Researchers manage these problems primarily through counterbalancing, which means varying the order of conditions across participants so that no single condition always comes first or last. A common method is the Latin Square design, where every condition appears in every position an equal number of times. For six conditions, a Williams design generates a specific 6×6 grid of sequences that ensures each condition follows every other condition exactly once, neutralizing immediate sequential effects. For an odd number of conditions, the design doubles in size to achieve the same balance.
In crossover drug trials, washout periods (gaps between treatments where no drug is given) also help reduce carryover.
Statistical Assumptions to Be Aware Of
The most commonly used analysis for repeated measures data is a repeated measures ANOVA, and it comes with a specific set of requirements. The outcome being measured must be continuous (like a score or a time, not a yes/no category). There should be no major outliers in any of the repeated measurements, and the data should be roughly normally distributed.

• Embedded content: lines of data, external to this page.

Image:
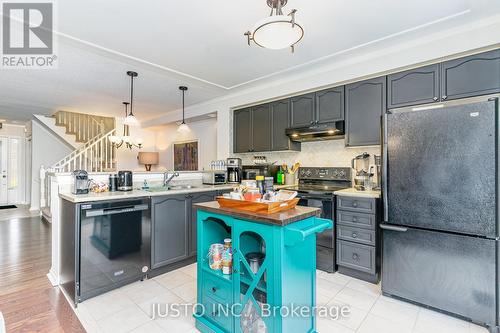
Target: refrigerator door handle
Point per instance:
(384, 168)
(393, 228)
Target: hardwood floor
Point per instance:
(28, 301)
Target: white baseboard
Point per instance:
(54, 281)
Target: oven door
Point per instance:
(326, 204)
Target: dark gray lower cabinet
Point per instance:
(358, 249)
(413, 87)
(194, 199)
(364, 105)
(170, 230)
(474, 75)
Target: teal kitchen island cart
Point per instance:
(271, 288)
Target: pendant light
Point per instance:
(183, 127)
(130, 119)
(277, 31)
(126, 139)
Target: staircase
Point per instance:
(96, 154)
(84, 127)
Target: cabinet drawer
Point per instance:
(217, 289)
(363, 205)
(356, 219)
(358, 235)
(218, 312)
(356, 256)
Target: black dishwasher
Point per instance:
(114, 245)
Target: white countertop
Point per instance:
(92, 197)
(352, 192)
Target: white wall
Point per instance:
(47, 149)
(205, 131)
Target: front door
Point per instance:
(4, 142)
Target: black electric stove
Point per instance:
(316, 189)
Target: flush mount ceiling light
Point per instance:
(130, 119)
(183, 127)
(276, 31)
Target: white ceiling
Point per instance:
(201, 44)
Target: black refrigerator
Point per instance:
(441, 228)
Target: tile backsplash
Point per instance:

The trickiest assumption is called sphericity: the idea that the variability in differences between all pairs of conditions is roughly equal. If your experiment compares conditions A, B, and C, the spread of A-minus-B scores should be similar to the spread of A-minus-C scores and B-minus-C scores. This assumption is frequently violated in real data. A statistical check called Mauchly’s test can flag whether the violation is serious, and if it is, corrections like the Greenhouse-Geisser or Huynh-Feldt adjustment modify the analysis to compensate. The design also requires a balanced number of measurements per participant; everyone needs to be measured at every time point.
What Happens When Participants Drop Out
Missing data is a bigger headache in repeated measures designs than in simpler experiments, precisely because the power of the design depends on having complete data from each person across all conditions. If a participant misses one time point, their entire set of measurements becomes incomplete.
Modern approaches handle this with statistical models that can work with partial data rather than throwing out an entire participant’s records. Mixed-effects models, sometimes called hierarchical linear models, use a technique called maximum likelihood estimation that naturally accommodates missing observations. Another widely used approach is multiple imputation, which fills in plausible values for missing data points based on patterns in the rest of the dataset, then runs the analysis multiple times to account for the uncertainty of those estimates. Both methods adjust for observable differences between participants who stayed in the study and those who dropped out, making them far more reliable than older strategies like simply deleting incomplete cases.
Repeated Measures vs. Longitudinal Studies
These two terms overlap, but they’re not identical. A longitudinal study specifically tracks outcomes over time to see how they change. A repeated measures design is broader: it includes longitudinal tracking, but also covers experiments where the same person is tested under different conditions at roughly the same point in time (like comparing three different keyboard layouts in a single lab session). In that case, the “repetition” isn’t about time passing; it’s about the same person providing data under multiple conditions.
In longitudinal studies, the repeated measurements happen because following patients over time is the scientific goal. In non-longitudinal repeated measures experiments, collecting multiple measurements from the same person is often more about efficiency than about studying change over time. Both share the same core statistical challenge: measurements from the same person are correlated, and any valid analysis must account for that.